Thursday, September 25, 2008

Citizens' Welfare Preferable to Bankers'

Contrairimairi sent me an e-mail from TJ Birkheimer, part of which is copied below. Here's an alternative idea along the same lines as Birkheimer's. Rather than bail out failing banks and insurance companies, combine and liquidate them, spinning off the non-performing mortgages and going after all current and former officers for restitution.

Break the financial institutions' assets up into 250 parts, producing 250 smaller banks and insurance companies. Choose the CEOs of the new banks and insurance companies randomly from the Yahoo! people search page. Subsidize the 250 new banks to the degree necessary to make them solvent. Use the remainder of the $750 billion bailout money to provide unemployment insurance to any employees who lose their jobs and need to be on the dole.

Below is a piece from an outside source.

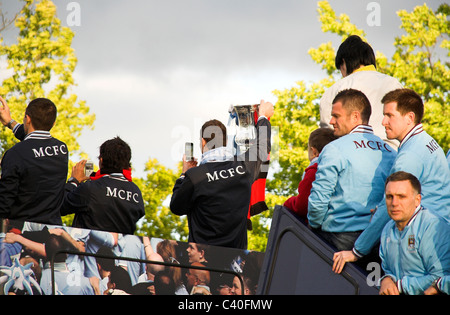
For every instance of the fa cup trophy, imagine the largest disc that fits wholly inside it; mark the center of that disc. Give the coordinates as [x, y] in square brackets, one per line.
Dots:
[245, 119]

This plan would have several advantages. First, by hiring new CEOs out of the phone book, more competent management would be obtained than through the firms' HR systems.

Second, instead of a few large firms that are too difficult for their present managers to run, there will be 250 smaller, more nimble firms with better leadership.

Third, rather than subsidize mismanaged businesses, citizens' welfare would be directly protected.

In addition, the public might consider whether commercial banking ought to be phased out and replaced by Savings & Loan (non-fractional reserve) style banking. The public ought to look at the root cause of this problem, the Federal Reserve Bank, and abolish it in place of a gold standard.

Progressivism is so dominant that public discussion about nonsensical cries of "depression" and "crisis" proceeds on silly assumptions.

Here is an excerpt from Birkenmeier's e-mail:

>Hi Pals,
I'm against the $85,000,000,000.00 bailout of AIG.
Instead, I'm in favor of giving $85,000,000,000 to America in a "We Deserve It Dividend".
As for AIG - liquidate it.
Sell off its parts.
Let American General go back to being American General.
Sell off the real estate.
Let the private sector bargain hunters cut it up and clean it up.
Birk

T. J. Birkenmeier, A Creative Guy & Citizen of the Republic

2 comments:

Doodad said...

Mitchell:

Did Contrairimairi or TJ Birkheimer do the math? The email I received suggests $85 billion be shared among 200,000,000 people resulting in a gross windfall of
$425,000 Now, I don't have a PhD, but my third-grade teacher would harshly admonish anyone with such poor math skills. 85 billion divided by 200 million equals 425, not 425,000 as the the whack-job TJ would suggest. Liberals always try to find something for nothing.

Mitchell Langbert said...

Yes--I edited out part of it. The math is wrong, no doubt. I think it was just supposed to be a joke. The intuition is right, though.